While optical networks have the advantage of broadband transmission, they are difficult to install (whether for economic or technical reasons), poor mechanical properties, and difficult to maintain stable operation due to deterioration due to aging.

Among the elements that make up the optical network, the equipment such as the optical multiplexer is installed in a relatively stable environment such as a separate management room or inside the enclosure. In recent years, an element management system (EMS) capable of efficiently managing the configuration equipment It is relatively easy to monitor and manage. On the other hand, most of the light lines are exposed to the harsh outdoor environment, and in general, maintenance experience and installation environment (light lines are mainly buried in the ground, considering the arrangement of other underground structures such as gas pipes and water pipes) The technicians with coping skills are able to cope with the situations after they are aware of the situation. However, there are difficulties in monitoring and maintenance due to the lack of skilled technical manpower.

Therefore, it is recognized the importance of optical line monitoring, and optical line monitoring system is being introduced for stable operation and maintenance of the line. Patent Document 1 discloses such a conventional optical line monitoring system, and FIG. 1 is a conceptual diagram of a conventional optical line monitoring system.

The conventional optical line monitoring system is provided with a WDM (wavelength division multiplexing) coupler (not shown) for the optical line terminal 1, the optical distributor 2, the optical network unit 3 and the optical network terminal 4 constituting the existing optical network system 5, a monitoring device 6, and a control unit 7, and selectively monitors the presence or absence of an optical path by connecting the monitoring device 6 to the optical line.

The optical line terminal 1 is provided in a central base station such as a telephone office to transmit an optical signal to the optical distributor 2 and is transmitted from the optical distributor 2 to the optical network unit 3 or the optical network terminal 4, the optical signal is transmitted to the end 8 of the optical network.
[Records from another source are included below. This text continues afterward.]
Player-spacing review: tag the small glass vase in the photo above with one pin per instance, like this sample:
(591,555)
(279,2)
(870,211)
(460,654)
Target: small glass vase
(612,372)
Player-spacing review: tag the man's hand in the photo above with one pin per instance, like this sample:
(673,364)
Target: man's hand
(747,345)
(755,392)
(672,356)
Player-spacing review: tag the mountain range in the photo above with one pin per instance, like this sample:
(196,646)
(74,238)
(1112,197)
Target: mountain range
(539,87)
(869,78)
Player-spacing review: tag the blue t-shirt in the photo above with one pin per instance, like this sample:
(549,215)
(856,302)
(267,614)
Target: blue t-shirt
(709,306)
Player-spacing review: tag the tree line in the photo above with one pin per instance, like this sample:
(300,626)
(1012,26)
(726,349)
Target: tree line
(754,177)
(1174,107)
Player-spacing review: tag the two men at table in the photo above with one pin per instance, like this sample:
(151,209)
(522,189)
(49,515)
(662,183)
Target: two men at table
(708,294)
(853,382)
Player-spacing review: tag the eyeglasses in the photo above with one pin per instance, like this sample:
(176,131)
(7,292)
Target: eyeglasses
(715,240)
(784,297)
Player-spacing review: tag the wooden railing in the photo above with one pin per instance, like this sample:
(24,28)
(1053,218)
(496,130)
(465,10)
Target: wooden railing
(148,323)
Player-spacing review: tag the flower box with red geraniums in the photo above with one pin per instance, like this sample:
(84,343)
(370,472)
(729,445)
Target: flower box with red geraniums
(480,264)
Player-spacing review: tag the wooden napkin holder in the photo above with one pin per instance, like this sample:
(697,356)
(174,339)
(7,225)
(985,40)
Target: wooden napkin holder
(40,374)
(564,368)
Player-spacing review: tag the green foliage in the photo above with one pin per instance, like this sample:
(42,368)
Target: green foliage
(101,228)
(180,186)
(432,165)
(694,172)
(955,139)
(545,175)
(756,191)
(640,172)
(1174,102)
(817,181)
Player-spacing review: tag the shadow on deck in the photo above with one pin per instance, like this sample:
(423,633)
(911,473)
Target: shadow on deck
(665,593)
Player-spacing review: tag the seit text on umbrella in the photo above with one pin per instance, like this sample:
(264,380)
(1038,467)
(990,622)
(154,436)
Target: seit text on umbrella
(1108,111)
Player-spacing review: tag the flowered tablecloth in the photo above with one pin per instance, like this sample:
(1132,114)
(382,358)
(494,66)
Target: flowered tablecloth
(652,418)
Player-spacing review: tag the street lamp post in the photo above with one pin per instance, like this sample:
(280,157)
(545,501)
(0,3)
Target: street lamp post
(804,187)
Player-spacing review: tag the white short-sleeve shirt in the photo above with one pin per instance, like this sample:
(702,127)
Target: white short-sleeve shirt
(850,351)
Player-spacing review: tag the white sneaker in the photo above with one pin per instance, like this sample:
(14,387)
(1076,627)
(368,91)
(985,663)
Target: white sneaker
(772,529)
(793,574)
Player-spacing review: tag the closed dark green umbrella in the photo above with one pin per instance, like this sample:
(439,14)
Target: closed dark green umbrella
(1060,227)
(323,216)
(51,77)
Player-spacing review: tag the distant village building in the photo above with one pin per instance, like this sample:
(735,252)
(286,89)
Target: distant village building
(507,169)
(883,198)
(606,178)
Considering the transmission of the optical signal in the opposite direction, the optical signal transmitted from the at least one optical network unit 3 or the optical network terminal 4 to the optical splitter 2 is transmitted to the central base station via the optical line terminal 1 do. The optical line terminal 1 may include a multiplexer (not shown) for transmitting signals of a plurality of wavelength bands together. In this case, the optical distributor 2 may multiplex the multiplexed And a demultiplexer (not shown) for transmitting the optical signal to each optical network unit 3 or the optical network terminal 4 by branching for each wavelength.
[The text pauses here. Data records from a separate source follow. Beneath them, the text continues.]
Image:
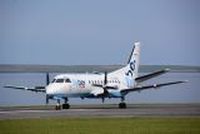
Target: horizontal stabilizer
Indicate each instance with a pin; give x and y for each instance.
(140, 88)
(151, 75)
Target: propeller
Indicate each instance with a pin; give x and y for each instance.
(47, 83)
(105, 91)
(47, 79)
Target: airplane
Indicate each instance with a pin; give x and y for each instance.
(115, 84)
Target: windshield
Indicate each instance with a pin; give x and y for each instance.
(59, 80)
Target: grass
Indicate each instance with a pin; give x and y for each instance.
(138, 125)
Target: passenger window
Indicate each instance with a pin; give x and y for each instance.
(68, 81)
(53, 80)
(59, 80)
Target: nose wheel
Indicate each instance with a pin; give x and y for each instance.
(122, 104)
(65, 106)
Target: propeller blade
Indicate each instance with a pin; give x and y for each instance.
(47, 79)
(47, 99)
(105, 79)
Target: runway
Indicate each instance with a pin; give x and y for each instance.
(133, 110)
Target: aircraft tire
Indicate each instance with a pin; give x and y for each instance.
(58, 107)
(122, 105)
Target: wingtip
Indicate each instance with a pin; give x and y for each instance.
(185, 81)
(167, 69)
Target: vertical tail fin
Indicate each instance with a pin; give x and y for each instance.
(133, 61)
(131, 69)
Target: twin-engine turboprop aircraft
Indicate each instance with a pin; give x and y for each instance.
(116, 84)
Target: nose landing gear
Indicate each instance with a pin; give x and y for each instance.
(122, 104)
(63, 106)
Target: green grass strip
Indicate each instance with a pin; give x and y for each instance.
(134, 125)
The conventional optical line monitoring system is provided with a monitoring function for the existing optical network system. The conventional optical line monitoring system includes a WDM coupler 5 provided between the optical line terminal 1 and the optical distributor 2 of the existing optical network system, And a control unit 7 connected to the monitoring device 6 and the monitoring device 6. [ Such a conventional optical line monitoring system generates monitoring light having a different wavelength from the signal light (light including data transmitted through the optical line of the existing optical network system) in the monitoring apparatus 6 (when the wavelengths of the signal light and the monitoring light are the same (Not to be able to separate the monitoring light to be transmitted to the monitoring device), coupling it to the optical line of the existing optical network system through the WDM coupler 5, and transmitting the scattered light from the monitoring device 6 via the optical line of the existing optical network system Or reflects the surveillance light, and calculates the point where the obstacle has occurred in the optical line depending on the degree of scattering or reflection of the surveillance light in the control unit 7.

However, since the conventional optical line monitoring system generates the monitoring light having a wavelength different from that of the signal light, and then transmits the optical signal with one optical signal after coupling with the signal light, the conventional optical line monitoring system, which includes a light source and a coupler, (1). Therefore, the efficiency of the optical network equipment is reduced except for the optical line, and the number of additional equipment is increased when the optical line monitoring system is changed by changing the existing optical network system, have.

KR 10-2013-0085538 A (Mar.

SUMMARY OF THE INVENTION The present invention has been made in order to solve the above problems, and it is an object of the present invention to provide an optical line transmission / reception system capable of constructing an optical line monitoring system with high installation and maintenance efficiency by making full use of existing optical network equipment And a line checking integration module.

The integrated module for optical signal transmission / reception and line inspection according to the present invention is a module included in a remote terminal of an optical network, and includes a transmission side switching unit for selectively driving a signal transmission mode and a line checking mode; A laser diode connected to the transmission-side switching unit and modulating an electric signal into an optical signal; A photodiode for modulating a received optical signal into an electrical signal; An optical splitter that transmits transmission light or check light received from the laser diode through an optical line and transmits transmission light or check light received from the optical line to the photodiode; When the line check command is transmitted from the receiving side switching unit and the external network management apparatus, which are connected to the photodiode and selectively drive the signal transmission mode and the line checking mode, the transmission side switching unit and the reception side switching unit are switched to the line checking mode And a monitoring control unit for calculating a distance from the remote terminal to a point where an abnormality of the optical path is generated in the remote terminal.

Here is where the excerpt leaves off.